Gavin Edwards (lagoon) Wed 24 Jan 07 14:30
Interesting. From the reading I did a few years back, it seems like he felt obligated to support the fatwa as an article of faith at the time, but resented being asked about it by the press and later regretted having done so. More penis songs: King Missile, "Detachable Penis" Sigue Sigue Sputnike, "Love Missile F1-11" The Who, "It's Hard
Cynthia Dyer-Bennet (cdb) Wed 24 Jan 07 16:29
So, there are songs about penises, and "humps," and big butts, and plenty of breast songs (memorably "I Like Boobs A Lot" by the Fugs). Where are the fetish songs? What about some passionate paean to feet, or elbows? The eroticism of the backs of knees? I know, I'm just being silly. I've really enjoyed this conversation and I can't believe how fast the time has gone by! Our virtual spotlight has turned to a new guest, but that doesn't mean you have to leave, Gavin. You're welcome to stick around and talk as long as you like. This topic will remain open indefinitely and we'd be happy to have you stay longer. However, if you've got to go, I want to thank you for sharing time with us. And big thanks to Ed Ward, too, for being our moderator. This has been great!

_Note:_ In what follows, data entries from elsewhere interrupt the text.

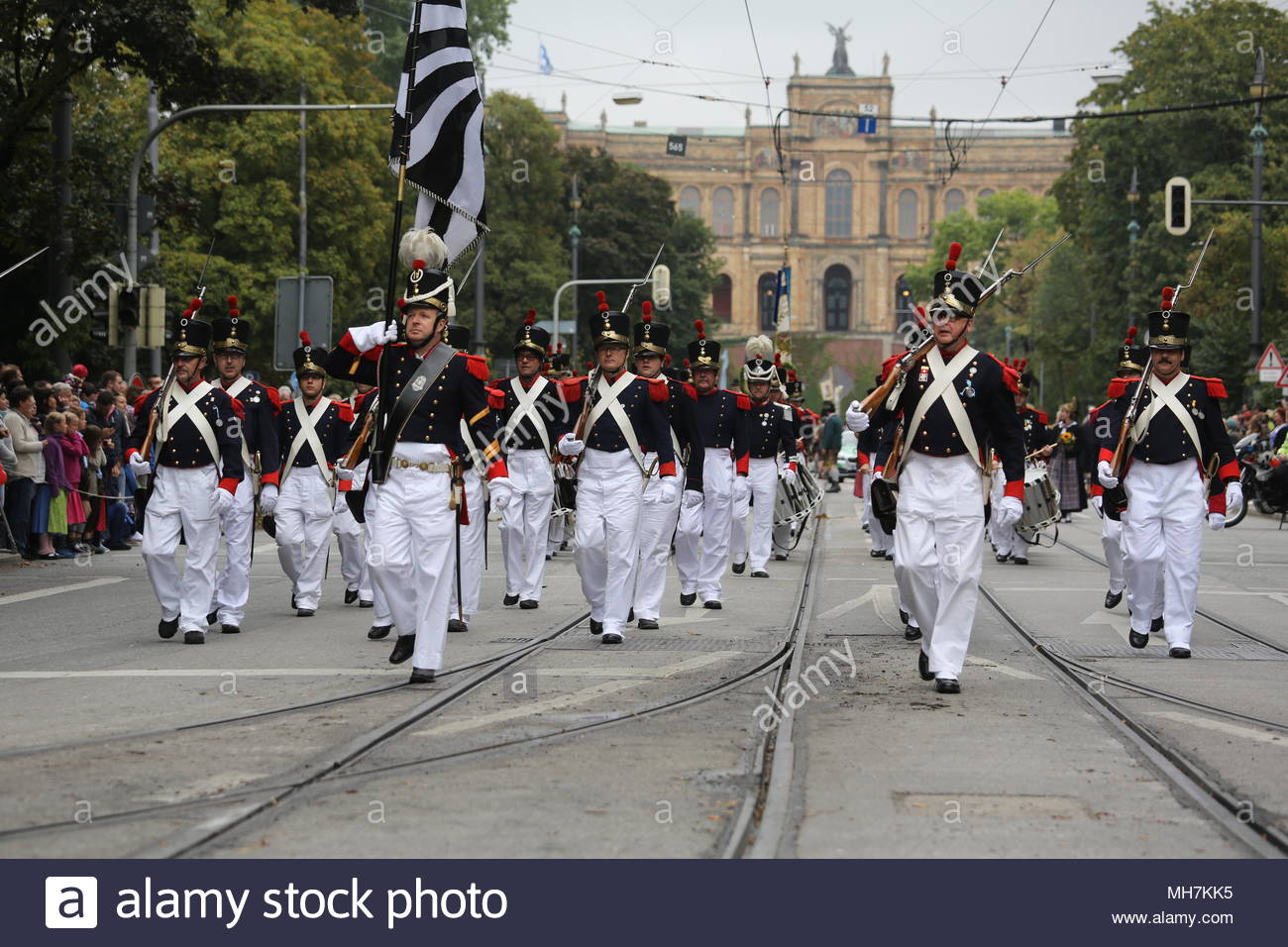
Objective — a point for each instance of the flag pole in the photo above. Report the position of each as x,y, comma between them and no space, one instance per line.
380,449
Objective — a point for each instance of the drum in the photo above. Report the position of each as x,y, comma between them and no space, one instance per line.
1041,501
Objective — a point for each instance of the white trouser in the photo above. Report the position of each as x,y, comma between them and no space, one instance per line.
353,554
472,548
526,522
702,535
738,543
232,585
381,615
609,499
1112,541
763,479
881,540
411,561
657,527
304,532
183,500
938,552
1162,540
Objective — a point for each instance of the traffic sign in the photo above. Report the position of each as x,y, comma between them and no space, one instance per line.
1270,367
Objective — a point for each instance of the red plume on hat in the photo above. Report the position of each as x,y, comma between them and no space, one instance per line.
954,250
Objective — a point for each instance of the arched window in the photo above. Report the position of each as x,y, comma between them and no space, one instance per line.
722,211
721,299
769,211
836,298
765,287
691,201
838,204
909,214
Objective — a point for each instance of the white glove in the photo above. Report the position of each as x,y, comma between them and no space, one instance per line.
268,499
857,419
501,491
666,491
1106,474
739,488
570,446
1233,497
223,501
1009,512
366,338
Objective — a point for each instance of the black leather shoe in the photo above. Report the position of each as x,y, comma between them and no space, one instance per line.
403,647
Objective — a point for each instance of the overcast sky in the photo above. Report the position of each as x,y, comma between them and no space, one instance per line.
704,40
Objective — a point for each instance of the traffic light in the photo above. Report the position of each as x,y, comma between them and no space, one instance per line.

Gavin Edwards (lagoon) Wed 24 Jan 07 17:28
I think I've got one or two questions I never got to, so I'll make sure I answer them (and whatever else people want to throw at me). A huge thanks to Ed from me too--this has been a lot of fun.
Sharon Lynne Fisher (slf) Wed 24 Jan 07 21:35
I thought it was supposed to be about Maxine, whom Bernie ended up marrying. and I thought the Jackson Browne penis song was Rosie.